My last post was about politics and how polarised people seem to be nowadays.
I’ve also been thinking about lots of other things, two of which are Entitlement and Black Lives Matter. I’ll leave entitlement for another day, but I thought I’d write a bit about the BLM movement today, as I’ve had to snooze or remove a few Facebook ‘friends’ lately because of their views on this. The thing is, I support BLM wholeheartedly. I ‘get’ that I am living with privilege because I’m white and I understand that black people have lived with prejudice most of their lives. I want to try and get the message out to others, although I am limited in my partially shielded ‘chemo’ world.
I have been incensed by the views of people I thought I knew and others who were acquaintances that I clearly didn’t know at all. It started quite mildly with them making the statement ‘All lives matter’. At first, I was a bit indulgent with this and tried to explain that this goes without saying, but the current situation calls for us to shout out that black lives matter too! Like the suffragette movement, when it was imperative that the women’s movement were supported, this is a movement where we may stand a chance of improving the lives of so many black citizens and that the purpose of BLM is not at all to say that black lives matter more, but that they matter as much as white lives. Why do people not see that?
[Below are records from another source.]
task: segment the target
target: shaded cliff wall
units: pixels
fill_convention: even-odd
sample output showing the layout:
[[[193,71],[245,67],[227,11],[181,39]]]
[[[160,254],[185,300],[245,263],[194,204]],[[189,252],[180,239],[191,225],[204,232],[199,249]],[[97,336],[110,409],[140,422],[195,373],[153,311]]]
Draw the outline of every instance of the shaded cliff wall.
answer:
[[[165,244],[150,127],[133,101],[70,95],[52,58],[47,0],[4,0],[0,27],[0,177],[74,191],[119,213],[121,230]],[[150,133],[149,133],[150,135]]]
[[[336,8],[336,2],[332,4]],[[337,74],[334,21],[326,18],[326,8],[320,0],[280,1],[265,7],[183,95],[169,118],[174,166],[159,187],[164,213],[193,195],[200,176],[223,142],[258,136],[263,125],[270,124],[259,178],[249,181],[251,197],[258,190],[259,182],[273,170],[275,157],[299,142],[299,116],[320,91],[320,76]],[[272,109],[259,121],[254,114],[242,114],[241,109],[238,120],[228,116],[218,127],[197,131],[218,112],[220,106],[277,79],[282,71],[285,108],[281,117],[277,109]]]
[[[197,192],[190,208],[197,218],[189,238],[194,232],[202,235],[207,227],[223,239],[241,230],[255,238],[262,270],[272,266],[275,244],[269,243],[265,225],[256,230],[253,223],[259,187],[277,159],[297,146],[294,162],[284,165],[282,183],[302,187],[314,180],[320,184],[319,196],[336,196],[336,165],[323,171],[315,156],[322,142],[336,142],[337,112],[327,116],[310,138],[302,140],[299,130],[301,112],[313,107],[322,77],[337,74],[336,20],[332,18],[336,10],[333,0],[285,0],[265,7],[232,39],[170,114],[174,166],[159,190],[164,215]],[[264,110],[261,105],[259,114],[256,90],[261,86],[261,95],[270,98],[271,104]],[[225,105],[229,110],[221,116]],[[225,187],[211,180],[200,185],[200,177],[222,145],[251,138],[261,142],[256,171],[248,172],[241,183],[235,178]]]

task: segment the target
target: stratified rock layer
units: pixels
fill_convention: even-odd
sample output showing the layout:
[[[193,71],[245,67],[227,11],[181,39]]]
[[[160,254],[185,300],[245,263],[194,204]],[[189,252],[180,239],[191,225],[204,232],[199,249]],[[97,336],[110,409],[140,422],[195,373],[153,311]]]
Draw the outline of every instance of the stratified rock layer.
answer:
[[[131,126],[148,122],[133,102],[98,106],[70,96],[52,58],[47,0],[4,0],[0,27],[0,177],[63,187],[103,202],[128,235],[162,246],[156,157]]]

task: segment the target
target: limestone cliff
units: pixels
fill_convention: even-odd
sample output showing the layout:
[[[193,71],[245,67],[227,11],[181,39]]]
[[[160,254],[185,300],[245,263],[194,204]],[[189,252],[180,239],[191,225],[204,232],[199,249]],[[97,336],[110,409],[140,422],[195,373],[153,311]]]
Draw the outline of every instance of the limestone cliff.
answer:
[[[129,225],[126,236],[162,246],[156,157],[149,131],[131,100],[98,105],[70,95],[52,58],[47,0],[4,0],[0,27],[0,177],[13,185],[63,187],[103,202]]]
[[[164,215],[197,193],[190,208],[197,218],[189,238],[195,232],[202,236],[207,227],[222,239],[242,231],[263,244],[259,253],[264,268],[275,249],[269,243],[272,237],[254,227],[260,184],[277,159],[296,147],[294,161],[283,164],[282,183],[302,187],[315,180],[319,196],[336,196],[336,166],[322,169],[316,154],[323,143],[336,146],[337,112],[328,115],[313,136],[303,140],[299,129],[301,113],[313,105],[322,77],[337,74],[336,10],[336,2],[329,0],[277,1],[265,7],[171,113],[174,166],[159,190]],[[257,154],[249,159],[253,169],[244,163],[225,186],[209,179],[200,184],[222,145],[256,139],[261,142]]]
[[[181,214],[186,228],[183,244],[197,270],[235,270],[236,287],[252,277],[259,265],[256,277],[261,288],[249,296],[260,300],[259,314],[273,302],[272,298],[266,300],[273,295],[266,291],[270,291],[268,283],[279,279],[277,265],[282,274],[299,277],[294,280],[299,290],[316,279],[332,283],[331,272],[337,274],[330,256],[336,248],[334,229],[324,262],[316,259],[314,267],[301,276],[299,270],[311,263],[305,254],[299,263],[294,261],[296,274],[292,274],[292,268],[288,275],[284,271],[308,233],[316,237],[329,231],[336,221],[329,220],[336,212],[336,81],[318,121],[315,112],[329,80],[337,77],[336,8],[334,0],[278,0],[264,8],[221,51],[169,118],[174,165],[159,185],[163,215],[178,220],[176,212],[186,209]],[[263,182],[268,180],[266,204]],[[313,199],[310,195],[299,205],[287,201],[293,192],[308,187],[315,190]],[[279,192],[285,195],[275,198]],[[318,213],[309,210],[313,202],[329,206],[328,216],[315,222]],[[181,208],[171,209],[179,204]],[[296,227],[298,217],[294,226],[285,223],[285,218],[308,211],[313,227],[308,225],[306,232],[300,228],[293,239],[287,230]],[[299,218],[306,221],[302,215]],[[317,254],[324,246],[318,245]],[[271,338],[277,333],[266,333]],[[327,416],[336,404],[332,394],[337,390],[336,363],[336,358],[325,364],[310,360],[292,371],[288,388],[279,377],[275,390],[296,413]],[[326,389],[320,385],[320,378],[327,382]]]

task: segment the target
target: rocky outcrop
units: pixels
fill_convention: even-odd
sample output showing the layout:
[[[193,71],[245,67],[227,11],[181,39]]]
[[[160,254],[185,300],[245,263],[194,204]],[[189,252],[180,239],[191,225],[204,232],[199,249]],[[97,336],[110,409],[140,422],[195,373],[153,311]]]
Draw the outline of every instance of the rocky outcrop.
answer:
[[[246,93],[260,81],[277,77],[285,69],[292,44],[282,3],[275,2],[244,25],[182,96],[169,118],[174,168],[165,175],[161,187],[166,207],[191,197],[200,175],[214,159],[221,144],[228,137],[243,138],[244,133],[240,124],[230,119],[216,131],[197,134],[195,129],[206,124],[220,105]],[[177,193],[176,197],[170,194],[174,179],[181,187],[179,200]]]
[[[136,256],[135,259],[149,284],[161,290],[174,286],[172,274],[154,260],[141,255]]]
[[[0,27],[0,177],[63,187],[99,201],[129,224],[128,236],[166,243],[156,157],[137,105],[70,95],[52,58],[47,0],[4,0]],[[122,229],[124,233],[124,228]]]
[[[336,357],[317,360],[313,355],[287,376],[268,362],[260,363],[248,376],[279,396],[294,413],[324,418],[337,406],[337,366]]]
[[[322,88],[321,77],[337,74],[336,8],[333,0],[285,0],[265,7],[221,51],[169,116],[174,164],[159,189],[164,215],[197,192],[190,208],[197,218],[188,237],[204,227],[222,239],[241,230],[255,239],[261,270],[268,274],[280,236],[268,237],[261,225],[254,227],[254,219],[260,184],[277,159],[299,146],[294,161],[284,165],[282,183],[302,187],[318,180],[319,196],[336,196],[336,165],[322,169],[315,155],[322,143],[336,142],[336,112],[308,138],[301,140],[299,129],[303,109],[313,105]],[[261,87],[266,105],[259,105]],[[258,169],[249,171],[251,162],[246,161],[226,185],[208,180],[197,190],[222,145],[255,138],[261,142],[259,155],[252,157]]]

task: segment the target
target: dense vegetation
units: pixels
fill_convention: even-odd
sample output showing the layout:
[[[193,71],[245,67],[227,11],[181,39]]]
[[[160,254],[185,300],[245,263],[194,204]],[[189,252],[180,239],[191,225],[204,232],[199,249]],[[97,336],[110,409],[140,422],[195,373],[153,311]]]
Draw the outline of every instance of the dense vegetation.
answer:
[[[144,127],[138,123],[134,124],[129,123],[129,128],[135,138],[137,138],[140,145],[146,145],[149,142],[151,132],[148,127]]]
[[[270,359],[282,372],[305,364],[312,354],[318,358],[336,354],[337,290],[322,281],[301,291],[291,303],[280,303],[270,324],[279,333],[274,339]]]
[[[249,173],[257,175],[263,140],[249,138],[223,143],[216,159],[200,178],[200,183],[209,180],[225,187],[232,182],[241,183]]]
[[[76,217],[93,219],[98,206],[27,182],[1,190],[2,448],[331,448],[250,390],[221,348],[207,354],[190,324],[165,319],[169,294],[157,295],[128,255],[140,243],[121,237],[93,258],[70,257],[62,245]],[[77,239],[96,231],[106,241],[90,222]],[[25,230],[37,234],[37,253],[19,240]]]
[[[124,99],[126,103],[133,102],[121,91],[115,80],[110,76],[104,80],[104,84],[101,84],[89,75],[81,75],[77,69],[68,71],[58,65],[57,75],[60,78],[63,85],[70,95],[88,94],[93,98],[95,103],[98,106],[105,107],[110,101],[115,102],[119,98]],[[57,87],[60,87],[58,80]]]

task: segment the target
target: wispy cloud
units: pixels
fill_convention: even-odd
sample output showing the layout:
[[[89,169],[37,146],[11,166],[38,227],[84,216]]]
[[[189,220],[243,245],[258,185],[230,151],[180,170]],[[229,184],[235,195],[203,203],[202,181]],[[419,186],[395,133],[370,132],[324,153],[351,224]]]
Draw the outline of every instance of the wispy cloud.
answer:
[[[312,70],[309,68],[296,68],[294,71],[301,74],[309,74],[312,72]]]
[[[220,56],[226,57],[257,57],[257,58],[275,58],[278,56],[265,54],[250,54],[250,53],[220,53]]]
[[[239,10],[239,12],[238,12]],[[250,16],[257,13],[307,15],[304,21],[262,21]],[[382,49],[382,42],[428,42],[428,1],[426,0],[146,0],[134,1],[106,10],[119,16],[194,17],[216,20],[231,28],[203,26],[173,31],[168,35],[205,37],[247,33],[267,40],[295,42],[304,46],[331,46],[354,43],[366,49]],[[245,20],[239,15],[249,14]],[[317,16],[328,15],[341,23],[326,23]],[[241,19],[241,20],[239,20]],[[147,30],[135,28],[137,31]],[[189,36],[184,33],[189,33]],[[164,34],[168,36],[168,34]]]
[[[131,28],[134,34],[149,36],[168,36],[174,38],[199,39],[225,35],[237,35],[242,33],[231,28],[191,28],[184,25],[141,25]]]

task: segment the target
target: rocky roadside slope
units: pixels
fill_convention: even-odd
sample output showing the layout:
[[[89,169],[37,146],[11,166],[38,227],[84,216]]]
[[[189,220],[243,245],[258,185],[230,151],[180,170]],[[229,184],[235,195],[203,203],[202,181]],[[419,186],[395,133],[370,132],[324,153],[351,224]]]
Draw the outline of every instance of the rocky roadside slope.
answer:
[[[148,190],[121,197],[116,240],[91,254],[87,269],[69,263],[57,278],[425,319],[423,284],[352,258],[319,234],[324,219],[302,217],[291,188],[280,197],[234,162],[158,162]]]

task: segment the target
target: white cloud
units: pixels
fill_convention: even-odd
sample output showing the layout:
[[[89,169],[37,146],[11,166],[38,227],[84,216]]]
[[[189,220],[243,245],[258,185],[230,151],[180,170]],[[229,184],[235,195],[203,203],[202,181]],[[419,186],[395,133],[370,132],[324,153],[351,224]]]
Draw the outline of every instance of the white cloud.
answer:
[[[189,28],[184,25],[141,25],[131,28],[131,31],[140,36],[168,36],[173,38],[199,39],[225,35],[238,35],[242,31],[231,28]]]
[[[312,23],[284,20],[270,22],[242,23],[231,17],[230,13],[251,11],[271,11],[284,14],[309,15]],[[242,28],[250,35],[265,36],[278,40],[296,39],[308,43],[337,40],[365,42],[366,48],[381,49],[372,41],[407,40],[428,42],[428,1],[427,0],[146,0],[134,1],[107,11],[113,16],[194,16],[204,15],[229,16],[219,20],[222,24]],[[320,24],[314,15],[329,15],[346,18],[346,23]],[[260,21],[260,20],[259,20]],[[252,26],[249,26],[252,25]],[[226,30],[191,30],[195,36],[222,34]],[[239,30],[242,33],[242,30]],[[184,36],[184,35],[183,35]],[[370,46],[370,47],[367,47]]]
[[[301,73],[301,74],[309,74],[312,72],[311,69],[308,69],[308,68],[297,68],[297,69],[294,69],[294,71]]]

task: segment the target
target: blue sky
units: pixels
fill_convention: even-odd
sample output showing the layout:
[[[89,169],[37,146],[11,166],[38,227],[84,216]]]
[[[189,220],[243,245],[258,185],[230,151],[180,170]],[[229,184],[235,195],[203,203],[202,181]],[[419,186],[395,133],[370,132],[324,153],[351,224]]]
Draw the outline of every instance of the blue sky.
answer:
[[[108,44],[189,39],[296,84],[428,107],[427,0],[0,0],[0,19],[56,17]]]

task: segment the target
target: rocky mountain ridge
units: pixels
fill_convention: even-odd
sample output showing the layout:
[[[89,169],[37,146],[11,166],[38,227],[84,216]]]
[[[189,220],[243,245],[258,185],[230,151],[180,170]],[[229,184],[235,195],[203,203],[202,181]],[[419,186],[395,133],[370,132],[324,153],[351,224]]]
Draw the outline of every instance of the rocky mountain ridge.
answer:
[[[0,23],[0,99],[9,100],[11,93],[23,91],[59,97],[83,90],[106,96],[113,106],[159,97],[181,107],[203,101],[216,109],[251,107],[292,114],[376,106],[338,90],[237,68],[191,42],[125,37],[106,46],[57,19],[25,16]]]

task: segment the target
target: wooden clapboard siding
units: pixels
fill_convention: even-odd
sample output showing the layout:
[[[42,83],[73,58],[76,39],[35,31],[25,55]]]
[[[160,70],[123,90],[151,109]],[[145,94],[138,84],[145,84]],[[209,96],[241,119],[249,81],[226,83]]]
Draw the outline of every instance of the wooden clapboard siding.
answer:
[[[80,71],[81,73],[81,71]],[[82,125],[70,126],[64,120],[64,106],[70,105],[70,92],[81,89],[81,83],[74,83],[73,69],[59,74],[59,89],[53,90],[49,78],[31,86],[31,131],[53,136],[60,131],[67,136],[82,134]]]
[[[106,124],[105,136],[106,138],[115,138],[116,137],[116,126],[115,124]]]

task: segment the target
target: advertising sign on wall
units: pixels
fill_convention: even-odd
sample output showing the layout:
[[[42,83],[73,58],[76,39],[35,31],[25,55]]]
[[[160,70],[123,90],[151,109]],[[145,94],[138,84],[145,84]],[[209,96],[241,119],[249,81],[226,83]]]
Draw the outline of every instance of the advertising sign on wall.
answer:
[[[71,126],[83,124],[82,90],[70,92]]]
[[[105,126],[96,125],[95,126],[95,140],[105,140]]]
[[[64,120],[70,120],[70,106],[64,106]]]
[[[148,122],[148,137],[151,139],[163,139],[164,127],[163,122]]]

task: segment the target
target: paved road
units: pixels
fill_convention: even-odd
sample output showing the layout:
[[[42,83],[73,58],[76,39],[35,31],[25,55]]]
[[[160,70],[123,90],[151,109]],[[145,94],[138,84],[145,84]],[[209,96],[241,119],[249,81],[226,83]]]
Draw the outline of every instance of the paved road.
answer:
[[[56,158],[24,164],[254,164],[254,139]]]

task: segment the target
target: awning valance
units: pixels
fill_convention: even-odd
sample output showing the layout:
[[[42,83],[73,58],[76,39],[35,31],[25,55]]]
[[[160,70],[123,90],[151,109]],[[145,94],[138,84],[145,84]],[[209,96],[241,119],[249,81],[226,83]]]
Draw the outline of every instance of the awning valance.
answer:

I deplore injustice, and to watch and hear stories from black people in the USA particularly who ensure discrimination in so many ways is abhorrent. Here in the UK it is also a problem, and though not as overtly so, I can see what happens in the world. I’m not blind or stupid (I hope). There is a definite undercurrent of racism among the white population, as there is sexism among the male population (I’ll spout about that one another day too!)
Here in the quiet north of England, in the countryside, there are not too people of any ethnicity other than white. I think that breeds ignorance of the issues, as of course, many people living here will never encounter a black or Asian person, make friends with them, learn about their culture – if it’s different from ours. So views are old-fashioned, judgemental and incorrect. It’s mostly racism of ignorance here, as opposed to outright hateful discrimination in cities – I have seen both. I’m not saying that one type of racism is better, but here it’s ‘closet’ racism.
I wish I hadn’t been so indulgent regarding the All lives matter stuff of my ‘friends’. Because it’s moved on since then and now these people think they can start to be a bit more vocal about how White lives matter. They are angry about the tearing down of statues, about the demonstrations, about how their little England is being changed forever. And they make me mad! I can’t say I agree completely with everything that’s happening. I can see why younger people are into Cancel Culture, but while I agree that removing a few statues isn’t a bad thing if they represent some hateful slave owner from the past, I don’t think that we should erase that history altogether. If we lose the sense of history around people, both good and bad, how will we avoid repeating those same mistakes in the future? It’s good to remember the awful things that have been done in the name of humanity, if only so that we never forget those atrocities.
But, getting back to my ‘friends’. I’ve had to remove several of them from the Facebook connections. Trump supporters, All (white) Lives matter officianados, keep Britain British idiots…. And yes, I could have argued with them on social media, but I would never win. I’m not a keyboard warrior when it comes to arguing with those types, they just keep going and going until I’m exhausted. So my preference is just not to read what they write, and try to get the message across by posting kinder, more tolerant and inclusive stuff.
I admire people who make a stand for their cause, whatever that cause might be (as long as it’s a just cause). So when I read that viewers had complained in their droves about the performance of Diversity on the TV, I was so angry. It proves yet again that the BLM movement is necessary – good on those dancers for using the platform to bring the issue to our attention. My hope is their message will start to filter though in the younger generation at least.
I’ve had a debate recently with the committee on a charity that I’m involved with about the use of certain words in our group. Words that have become sensitive in the modern world and I’ve proposed changing slightly to be more inclusive. I was aghast at the reaction when I proposed it. Several of them threatened to leave the committee if ever the changes were even proposed – they don’t see the issue with leaving things as they are now. Of course they don’t – they are all speaking from a position of white privilege, the terminology won’t affect or offend them, so what’s the problem? My problem is that I want to consider everyone and if the words we use affect even one black person, then I want to change them. Language evolves, people evolve (damn slowly in this case) so let’s be ahead of the game and just include everyone in our philosophy.
I’m sorry if all the above makes me sound ‘goody-goody’. I’m not, and I make mistakes like everyone, but I like to think I would treat a person exactly the way they wish to be treated whatever race, colour or religion they are. I will keep trying to convince others do do the same.